My friend has been trying a plant-based diet after thrice daily meat for ages. After some of her friends mentioned plant diets might be lacking in protein I decided to put up my dinner from that evening. Usually I put up simple things with no special ingredients. This dinner, however, calls for Earth Balance, nutritional yeast, and extra firm tofu. These aren’t too far into “special trip to the co-op” territory, but they might not be in everyone’s cupboard.
1. Pour the excess water off the tofu and put it in the freezer for two hours, this will give it a texture like Koya-dofu.
2. Defrost and gently squeeze the water from the block
3. Cut along the side of the block to make two large patties.
4. Mix together everything but flour and oil. Coat all sides of slices and leave them to marinate while you make the gravy and side dishes.
5. After everything is done cooking, coat each slice with flour and pan fry in oil.
Easy Vegan Gravy (4.6 grams protein)
1/2 cup earth balance margarine
1/4 cup flour
1/2 cup Nutritional yeast
1 1/2 cups vegetable broth
1 tbsp soy sauce
1/2 tsp garlic powder
2 tbsp vegetable oil
1. In a small saucepan, melt the margarine and add the flour.

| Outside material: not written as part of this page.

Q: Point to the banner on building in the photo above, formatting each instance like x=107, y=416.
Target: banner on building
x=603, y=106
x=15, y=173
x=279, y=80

2. Add the vegetable broth, soy sauce, garlic powder.
3. Stir frequently, until sauce thickens.
4. Whisk in the vegetable oil and nutritional yeast.
Microwave baked potato (7.5 grams protein)
1 medium gold potato
1 medium red potato
1. Stab holes in potatoes.
2. Microwave on high for ten minutes
3. Cut each in half reassemble as half red half gold with Earth Balance in the split
Side Salad (6.9 grams protein)
That one meal comes out to just over 47 grams. Web MD notes the recommended amount of protein per day is 46 grams for an adult (non lactating) woman and 56 grams for an adult man. I’m fine with just this one meal and as for Chris, well, if he puts soy milk on his cereal he’ll be just great.